Student loan rates would be pegged to markets
- July 18, 2013 - 11:05 AM
WASHINGTON — A bipartisan deal in the Senate has emerged that would lower interest rates on student loans in the next few years but could spell higher costs after that.
Interest rates on new subsidized Stafford student loans jumped from 3.4 percent to 6.8 percent on July 1. Lawmakers from both parties objected and set in motion an overhaul of the whole system that links interest rates to the financial markets.
Here is a look at the direct-lending system students could face this fall under the Senate compromise:
—All undergraduates would borrow at a rate of 3.85 percent this fall. As the economy improves, rates would climb but could not top 8.25 percent. Students previously borrowed at 3.4 percent or 6.8 percent based on their financial need.
—Most graduate students would have access to loans at 5.4 percent, but rates could not climb above 9.5 percent. Qualifying graduate students previously borrowed at 6.8 percent.

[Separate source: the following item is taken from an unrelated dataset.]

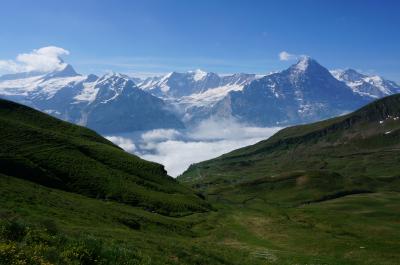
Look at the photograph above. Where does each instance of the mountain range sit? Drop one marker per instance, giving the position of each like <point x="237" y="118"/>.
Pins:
<point x="321" y="193"/>
<point x="115" y="103"/>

—Loans that parents sign to help their children would come at a 6.4 percent interest rate. The rate would be capped at 10.5 percent. Some graduate students could choose these loans as well.
—Student borrowing limits are based on how much they and their parents could be expected to contribute to college costs, in addition to the costs of attending the school.
—Other popular financial aid options such as work-study programs, Pell grants and Perkins loans are not part of the deal and would continue as before.
—Students' previous borrowing does not change under the deal. Those already repaying loans would not be affected. Only new loans taken out this fall would be covered under the deal.